Dev and Prod Workflows

Moving between research/development and production is straightforward with Kubetorch. Even though Kubetorch lets you run code identically anywhere, there are two different principal concerns to optimize for:

  • Local development: Fast development and experimentation, where local edits to your repo and any necessary packages to install or setup commands to run are all able to propagate quickly to your remote compute running at scale on Kubernetes.
  • Production: Execution is exactly reproducible, with all program code, dependencies, and environment setup already pre-installed on your Docker image.

Development with Fast Iteration Loops

During development, the goal is near-instant feedback on changes. As we note in Dev Workflow, you can resync local changes to remote in less than 2 seconds.

You also need to modify the environment without rebuilding Docker images for new libraries. Kubetorch’s Compute class accepts an image argument for execution.
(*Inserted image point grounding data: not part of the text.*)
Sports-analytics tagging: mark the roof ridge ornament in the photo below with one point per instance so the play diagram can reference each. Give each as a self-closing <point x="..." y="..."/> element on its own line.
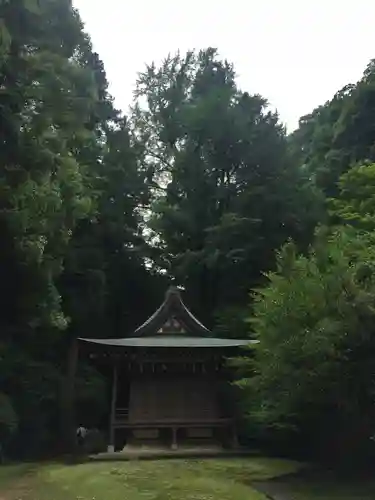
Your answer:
<point x="172" y="308"/>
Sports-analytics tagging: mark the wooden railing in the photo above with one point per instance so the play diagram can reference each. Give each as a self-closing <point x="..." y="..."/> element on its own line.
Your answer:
<point x="122" y="415"/>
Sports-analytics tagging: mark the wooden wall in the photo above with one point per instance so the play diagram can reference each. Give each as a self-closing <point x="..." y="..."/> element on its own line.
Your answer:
<point x="178" y="397"/>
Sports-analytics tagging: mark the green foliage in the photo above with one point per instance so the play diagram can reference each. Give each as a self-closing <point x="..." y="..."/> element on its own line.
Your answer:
<point x="225" y="192"/>
<point x="355" y="203"/>
<point x="313" y="368"/>
<point x="338" y="134"/>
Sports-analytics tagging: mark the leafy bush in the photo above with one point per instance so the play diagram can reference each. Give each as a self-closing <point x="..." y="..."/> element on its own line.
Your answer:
<point x="312" y="376"/>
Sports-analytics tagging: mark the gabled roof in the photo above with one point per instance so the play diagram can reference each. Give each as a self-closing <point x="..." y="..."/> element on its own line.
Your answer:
<point x="172" y="317"/>
<point x="172" y="325"/>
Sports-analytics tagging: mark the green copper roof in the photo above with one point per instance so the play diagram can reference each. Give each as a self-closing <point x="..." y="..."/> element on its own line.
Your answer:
<point x="171" y="341"/>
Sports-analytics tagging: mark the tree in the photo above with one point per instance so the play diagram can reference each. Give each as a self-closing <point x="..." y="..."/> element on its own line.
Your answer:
<point x="51" y="96"/>
<point x="312" y="376"/>
<point x="355" y="203"/>
<point x="225" y="193"/>
<point x="339" y="134"/>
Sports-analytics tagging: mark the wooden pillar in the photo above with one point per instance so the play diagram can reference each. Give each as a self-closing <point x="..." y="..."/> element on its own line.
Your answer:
<point x="174" y="438"/>
<point x="67" y="402"/>
<point x="234" y="440"/>
<point x="111" y="445"/>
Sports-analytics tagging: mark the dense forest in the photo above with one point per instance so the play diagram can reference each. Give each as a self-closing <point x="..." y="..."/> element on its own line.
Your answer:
<point x="271" y="235"/>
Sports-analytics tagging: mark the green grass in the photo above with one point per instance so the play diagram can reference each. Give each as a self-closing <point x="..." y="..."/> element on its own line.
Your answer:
<point x="214" y="479"/>
<point x="325" y="487"/>
<point x="142" y="480"/>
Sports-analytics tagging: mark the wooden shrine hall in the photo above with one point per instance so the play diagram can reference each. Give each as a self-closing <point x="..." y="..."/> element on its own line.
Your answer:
<point x="168" y="380"/>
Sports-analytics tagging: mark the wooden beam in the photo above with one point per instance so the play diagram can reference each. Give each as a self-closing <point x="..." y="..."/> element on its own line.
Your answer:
<point x="111" y="445"/>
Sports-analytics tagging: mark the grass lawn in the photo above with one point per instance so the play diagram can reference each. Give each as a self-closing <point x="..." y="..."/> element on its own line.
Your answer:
<point x="322" y="487"/>
<point x="215" y="479"/>
<point x="211" y="479"/>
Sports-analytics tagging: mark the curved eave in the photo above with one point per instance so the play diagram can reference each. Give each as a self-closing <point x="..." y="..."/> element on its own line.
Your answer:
<point x="172" y="342"/>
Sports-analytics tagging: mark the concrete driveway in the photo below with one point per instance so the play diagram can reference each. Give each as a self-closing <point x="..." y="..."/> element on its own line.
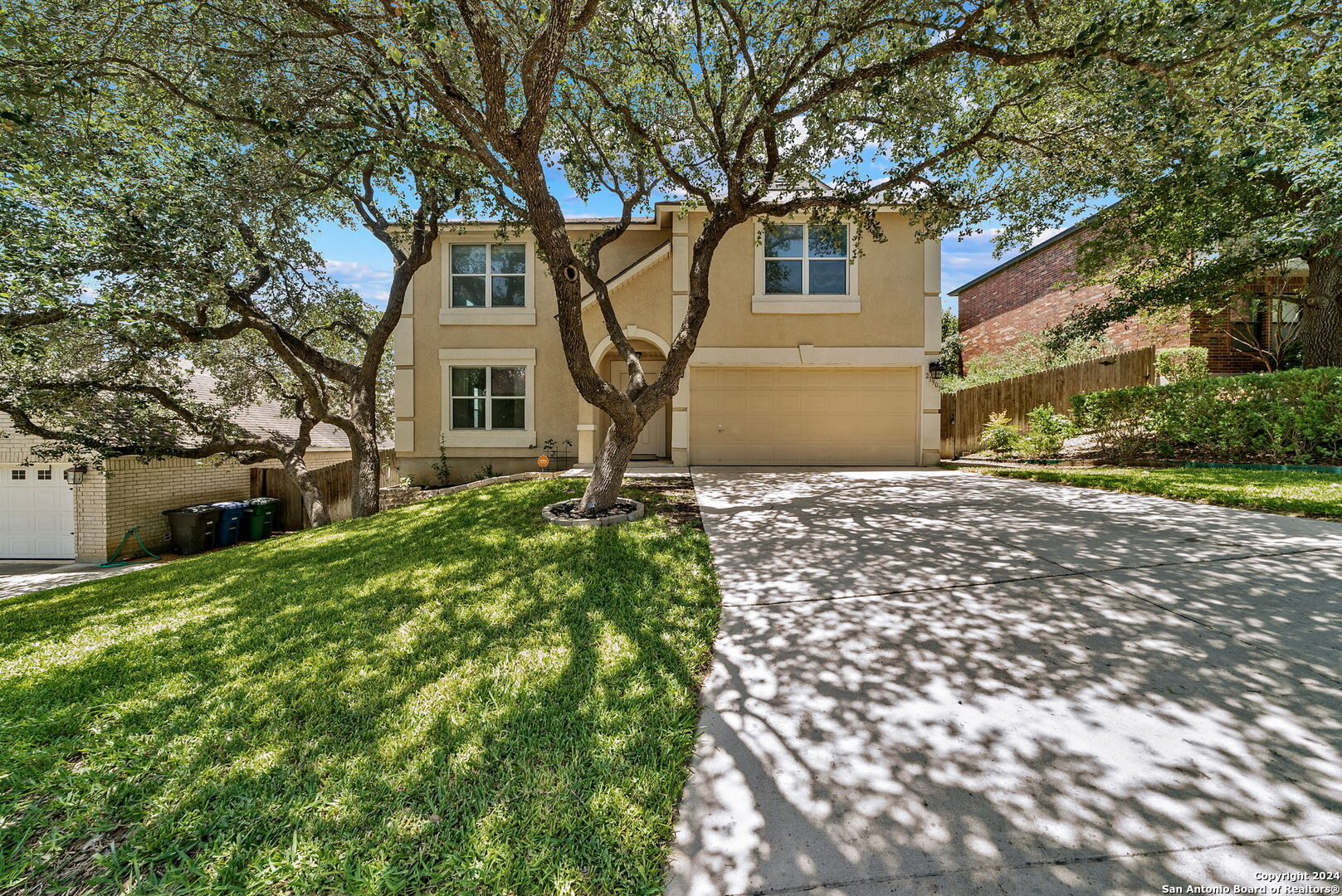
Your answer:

In iterative development, you can start with a base image and add installs or commands interactively. Chaining commands to kt.Image() lets you extend images without rebuilding, repulling, or relaunching pods, keeping your iteration loops fast.

Research to Production

With Kubetorch, any program you develop locally is instantly production-ready, with no translation or handoff required. Kubetorch separates the “what” of a program (its code, compute requirements, and image) from the “how” and “when” (scheduling, retries, and notifications). Development and production share the same underlying code, and production is simply wherever you choose to run it.

This can be as simple as running your program on a scheduler in GitHub Actions or GitLab CI. Alternatively, you can package your program into a Docker image with Kubetorch, which can run anywhere with access to your Kubetorch Kubernetes cluster.

Research to Production with Kubetorch

There are a few other considerations for production that we think teams should consider for best-practice development.

Branching by Environment

Teams using Kubetorch frequently use environment variables to specify whether code is running in production mode. For instance, here, we'd assume that the env var "ENVIRONMENT" will be set to "PROD" in the production environment / CI.

import os prod = os.environ.get("ENVIRONMENT") == "PROD"

Image Definition

In production, you likely want to ensure that all dependencies, environment variables, and setup steps have already been baked into the image itself. As an example, running pip installs that depend on public package registries would not guarantee reproducibility, even if you pin the version.

if prod: base_image = kt.Image(image_id="prod_docker_image") else: base_image = kt.Image() .from_docker("prod_docker_image") .sync_package("path/to/local/other_package") .pip_install("other_package") .pip_install("pip_package==0.2.0") .set_env_vars({"var: VAR"})

Compute Definition and Flag

In the Compute construction, there is a flag freeze to differentiate between a development and research setting. The freeze flag signals to freeze the state of the compute config, and not sync over any local code changes or make updates to the base Docker image. This guarantees what is in the Docker image already will run. As noted earlier, in the development case, with freeze=False or unset, when we call .to(compute), the local train_fn, will be synced over onto the pod in under 2 seconds.

compute = kt.Compute(cpus=".1", image=base_image, freeze=prod)

Creating and running the function is identical in either case.

Summary

To aggregate all the steps described above, this is simple code branching for research and production:

import kubetorch as kt from my_repo import train_fn if __name__ == "__main__": prod = os.environ.get("ENVIRONMENT") == "PROD" if prod: base_image = kt.Image(image_id="prod_docker_image") else: base_image = kt.Image(image_id="prod_docker_image") .sync_package("path/to/local/other_package") .pip_install("other_package") ... # any other differing setup steps to override compute = kt.Compute(cpus=".1", image=base_image, freeze=prod) remote_train = kt.fn(train_fn).to(compute)

Production to Research

Making research-to-production easy also makes production-to-research simple. This is important for two reasons: debugging and enhancements.

For debugging, reproducing a production error locally is straightforward. Check out the production code, hit the bug, and make changes immediately. Once fixed, push the updates through CI.

For enhancements, any team member, even a new intern, can check out the code and start improving training or pipelines locally. Everything is captured in code, so there are no hidden steps or rework required.